After a round of hellos, Susie took me and Ashley into a small, white room just off the main hallway—a refuge where the family would huddle during breaks, a place to be while the bailiff marched Hutchinson down the hall at the beginning and end of each day. It was strange to think of him using the same hallways we did, walking in the open under those fluorescent lights. Somehow I’d expected him to be smuggled in through a subterranean tunnel, like a minotaur.

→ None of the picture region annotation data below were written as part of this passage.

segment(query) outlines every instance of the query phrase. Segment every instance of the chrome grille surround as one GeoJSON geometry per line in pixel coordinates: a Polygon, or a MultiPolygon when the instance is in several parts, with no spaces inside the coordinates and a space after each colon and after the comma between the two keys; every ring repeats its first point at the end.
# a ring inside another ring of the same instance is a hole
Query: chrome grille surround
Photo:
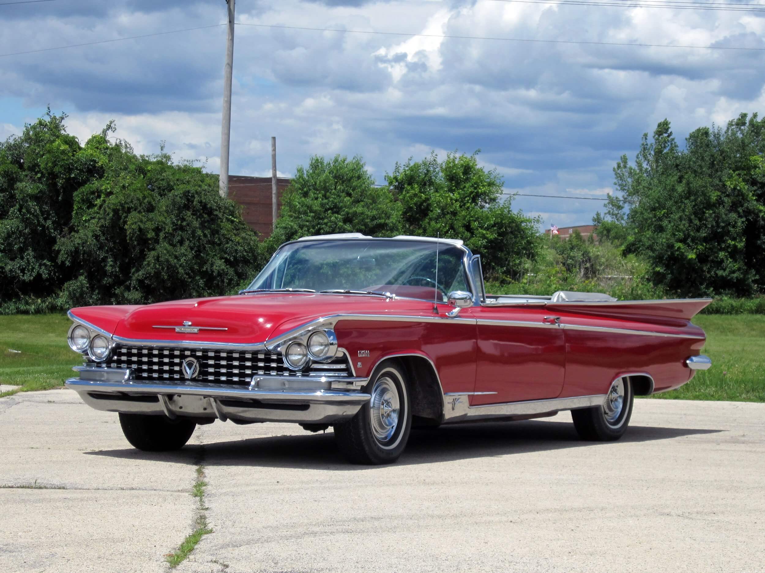
{"type": "MultiPolygon", "coordinates": [[[[342,378],[350,376],[348,360],[340,352],[329,362],[311,364],[307,369],[286,367],[280,352],[268,351],[210,350],[187,347],[118,345],[105,362],[88,361],[86,366],[104,368],[130,368],[136,380],[186,380],[181,364],[187,357],[199,361],[199,374],[194,382],[246,385],[253,377],[324,376],[342,378]]],[[[191,381],[191,380],[190,380],[191,381]]]]}

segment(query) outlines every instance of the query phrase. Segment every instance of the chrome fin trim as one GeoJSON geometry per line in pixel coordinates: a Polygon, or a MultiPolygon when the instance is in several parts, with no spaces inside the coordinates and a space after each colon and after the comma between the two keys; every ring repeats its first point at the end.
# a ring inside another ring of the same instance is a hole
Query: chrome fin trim
{"type": "Polygon", "coordinates": [[[67,312],[67,316],[70,318],[70,320],[72,320],[72,321],[73,321],[75,322],[79,322],[80,324],[81,324],[83,326],[85,326],[86,328],[90,329],[91,330],[95,331],[96,332],[98,332],[99,334],[103,335],[106,338],[112,338],[112,333],[111,332],[108,332],[106,330],[104,330],[103,329],[100,328],[99,326],[96,326],[96,325],[94,325],[94,324],[93,324],[91,322],[89,322],[86,320],[83,320],[79,316],[77,316],[76,314],[74,314],[74,312],[73,312],[71,310],[70,310],[69,312],[67,312]]]}
{"type": "Polygon", "coordinates": [[[705,354],[691,356],[685,360],[685,365],[691,370],[709,370],[712,359],[705,354]]]}

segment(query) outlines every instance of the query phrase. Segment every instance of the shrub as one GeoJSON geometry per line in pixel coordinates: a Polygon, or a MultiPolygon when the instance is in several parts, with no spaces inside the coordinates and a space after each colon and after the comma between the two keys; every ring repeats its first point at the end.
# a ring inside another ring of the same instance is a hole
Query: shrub
{"type": "Polygon", "coordinates": [[[65,115],[0,145],[0,312],[224,294],[262,263],[217,177],[106,138],[65,115]]]}

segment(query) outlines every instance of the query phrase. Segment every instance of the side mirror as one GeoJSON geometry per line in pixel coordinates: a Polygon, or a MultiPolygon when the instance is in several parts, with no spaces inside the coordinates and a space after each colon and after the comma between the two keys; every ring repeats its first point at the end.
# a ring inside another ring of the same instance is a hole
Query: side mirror
{"type": "Polygon", "coordinates": [[[454,310],[450,310],[446,316],[450,319],[456,318],[460,313],[460,309],[464,309],[473,306],[473,295],[466,293],[464,290],[452,290],[449,293],[447,299],[449,305],[454,307],[454,310]]]}
{"type": "Polygon", "coordinates": [[[449,293],[447,302],[451,306],[464,309],[473,306],[473,295],[464,290],[452,290],[449,293]]]}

I was sequestered until I gave my testimony, unable to enter the courtroom until after I had taken the stand. The defense attorney, Robert Andrews, had agreed to let me be the first witness so that I would miss only the opening statements. It was important to me to see everything I could, to bear witness in all ways possible. Our prosecutor, Assistant Attorney General Lisa Marchese, reviewed the content of her opening statement with me. She agreed with Walt’s interpretation of the likely sequence of events that had led Hutchinson to our door. She would tell the jury that Hutchinson’s parents’ respective houses bracketed ours, and that Crystal Perry, this gorgeous redhead, had often walked along that corridor with her young daughter, had played and sunbathed in her exposed front yard. Hutchinson had plenty of opportunity to see her, either when she walked past his house or when he drove past hers. He’d had plenty of opportunity to become obsessed. Then finally he’d come to our house late one night, determined. Years later, Lisa would tell me, “I still believe your mother was targeted because of her beauty.”
No one else in the family would be called to testify, so they went into the courtroom while Ashley and I waited. We had an hour or two before it was time for me to go on. The waiting was difficult; I was ready to take the stand, and each passing moment made me feel more tense. Stronger than this feeling, though, was the desire to get in that room and take a good look at Michael Hutchinson. I had seen a photocopy of his mug shot from the kidnapping arrest five years earlier, and there had been more recent pictures of him in the paper, side views taken as he walked into his arraignment. I knew he was stocky, had brown hair. He wore ill-fitting sport coats, clearly purchased for court. But I wanted to know what it was like to be in a room with him, to see how his body displaced air, to watch what he did with his hands, at what angle he tilted his head. I wanted to see who this person was. And I could feel him waiting for me, too.
Susie kept dipping into our room to keep us updated, and at one point she came to tell us she had a surprise for me.
“Oh?” I said, anxious.
Susie kept smiling as she went into the hallway for a moment, then came back and pulled the door open with a flourish to let in, of all people, Dennis Lorrain.
Dennis stepped in with a huge smile on his face, filling the room with muscles I didn’t remember. I’d known him as a lanky nineteen-year-old boy with a tiny gold hoop in his ear, and here he was, broad, buzz-cut, with fine lines around his eyes. But he had the same snaggly eyeteeth, the same dimples.
Somehow, our natural response was to hug hello. He pulled back and said, “You’re all grown up!” I let out a short laugh and said, “So are you!” I had this strange sensation of being older than him, of being my mother’s age. He still emanated that unmistakable current of twitchy energy; I was relatively composed. Really, the procession of years had shrunk our effective age difference; I was twenty-five, he was thirty-three.